# Sleeping a lot



## barneycockapoo (Jun 30, 2012)

We have just brought home a 9week old cockapoo and worried that he just sleeps a lot. Is that normal or is there something wrong with him. He seems to be eating his food ok and drinking plenty of water but it just doesnt seem normal. We had a labrador last time and he was mental as a pup. Please give me some ideas or I may need to take him to the vets.


----------



## mairi1 (Mar 12, 2012)

Yes i would think that is pretty normal, im certainly no expert (!!) but would would think that as long as they're eating and drinking and full
Of beans in between times then that's ok .. I too remember worrying when Molly slept for 3 hrs solid in the afternoon and thinking she'd never sleep at night but she did!! Enjoy it ... As the saying goes.. Let sleeping dogs lie


----------



## Stela12 (Mar 1, 2012)

I read somewhere that as puppies they need 18 hours of sleep.


----------



## Janev1000 (Oct 4, 2011)

Puppies do sleep loads and apart from a few short burst of running around, Biscuit was never a really bouncy, mad pup!
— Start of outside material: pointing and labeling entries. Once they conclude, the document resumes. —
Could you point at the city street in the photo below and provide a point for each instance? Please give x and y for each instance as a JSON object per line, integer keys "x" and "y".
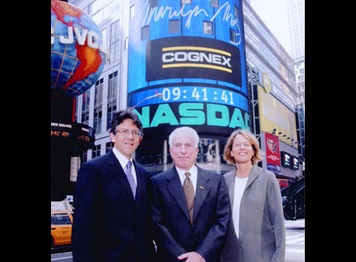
{"x": 295, "y": 232}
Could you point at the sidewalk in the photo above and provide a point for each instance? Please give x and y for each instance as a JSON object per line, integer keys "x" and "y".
{"x": 299, "y": 223}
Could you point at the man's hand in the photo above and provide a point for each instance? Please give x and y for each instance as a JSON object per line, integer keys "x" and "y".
{"x": 191, "y": 257}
He was extremely chilled and happy to be curled up on the sofa!


----------



## Pollypiglet (Oct 22, 2011)

As long as when he is awake he is alert tail up and happy to play an is eating normally then he is ok. If he is generally listless then speak to your vet puppies can go downhill very quickly but I am sure he is ok.


----------



## francesjl (Mar 24, 2011)

Puppies are like babies and sleep lots - usually interspersed with mad half hours ( the doodle dash ! )


----------